PayPal is not only targeting a different clientele, but is executing a pilot program using TouchBistro for select restaurant locations in Toronto. TouchBistro provides a popular POS app used by over 1,000 restaurantss, cafes and food trucks. It is currently the top-grossing food and beverage app in 18 countries on the App Store. Using the PayPal mobile app, customers can check-in to these cafés or restaurants (even before they arrive) and pay using their PayPal account, where their name and profile picture shows up for cashiers.

They’ve even convinced popular startup coffee spot Jimmy’s Café, near Project RHINO, to accept PayPal mobile payments at their TouchBistro iPad POS. Unlike Shopify’s new offering, PayPal is betting on a hardware-independent approach.
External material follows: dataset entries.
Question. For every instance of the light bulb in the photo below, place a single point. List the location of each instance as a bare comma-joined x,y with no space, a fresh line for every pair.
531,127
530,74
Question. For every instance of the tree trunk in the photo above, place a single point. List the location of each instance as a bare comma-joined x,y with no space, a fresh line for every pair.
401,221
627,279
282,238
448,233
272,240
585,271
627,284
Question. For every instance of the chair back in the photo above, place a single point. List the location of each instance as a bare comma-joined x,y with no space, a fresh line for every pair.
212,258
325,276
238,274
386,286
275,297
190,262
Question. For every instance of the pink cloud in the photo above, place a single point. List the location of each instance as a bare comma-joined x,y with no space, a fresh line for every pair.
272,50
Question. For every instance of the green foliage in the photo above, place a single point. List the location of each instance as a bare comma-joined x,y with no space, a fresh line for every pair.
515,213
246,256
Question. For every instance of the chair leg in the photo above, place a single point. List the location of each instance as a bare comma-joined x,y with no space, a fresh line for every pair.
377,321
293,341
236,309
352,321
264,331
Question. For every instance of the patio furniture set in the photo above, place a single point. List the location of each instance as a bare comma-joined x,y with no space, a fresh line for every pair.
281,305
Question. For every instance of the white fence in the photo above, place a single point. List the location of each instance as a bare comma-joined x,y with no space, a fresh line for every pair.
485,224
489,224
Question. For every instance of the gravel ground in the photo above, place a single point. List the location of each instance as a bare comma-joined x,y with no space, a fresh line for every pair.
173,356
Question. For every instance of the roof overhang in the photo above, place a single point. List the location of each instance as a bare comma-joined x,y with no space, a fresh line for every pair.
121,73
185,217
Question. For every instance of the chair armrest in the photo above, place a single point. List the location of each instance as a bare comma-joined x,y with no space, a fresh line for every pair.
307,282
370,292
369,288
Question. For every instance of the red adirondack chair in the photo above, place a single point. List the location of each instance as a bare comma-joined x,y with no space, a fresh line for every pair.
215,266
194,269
"We're collaborating globally with existing POS providers so that businesses don't have to rip or install new hardware to deliver unique and useful mobile payment experiences for their customers,” said PayPal Canada’s Darrell MacMullin. “We're thrilled to work with TouchBistro…for our five million active PayPal users in Canada.”

Matthew Braga of the Financial Post wrote today that the iPad, which both Shopify and PayPal are using as the basis of their POS systems, “has quickly become a point-of-sale industry mainstay amongst hospitality and retail clients.

While traditional debit and credit terminals offered by banks offer scant analytical insight, the iPad systems promise more comprehensive options for “measuring sales analytics, maintaining customer databases, managing inventory and processing non-traditional forms of payment (such as devices using near-field communication or digital wallets).”

Braga wrote that the two companies are certainly targeting different audiences: Shopify is targeting its merchant customers who are already using its services, while PayPal is going after individual consumers.We’ll be sure to keep an eye on both these companies over the next six months as time will tell who ends up ahead of the other.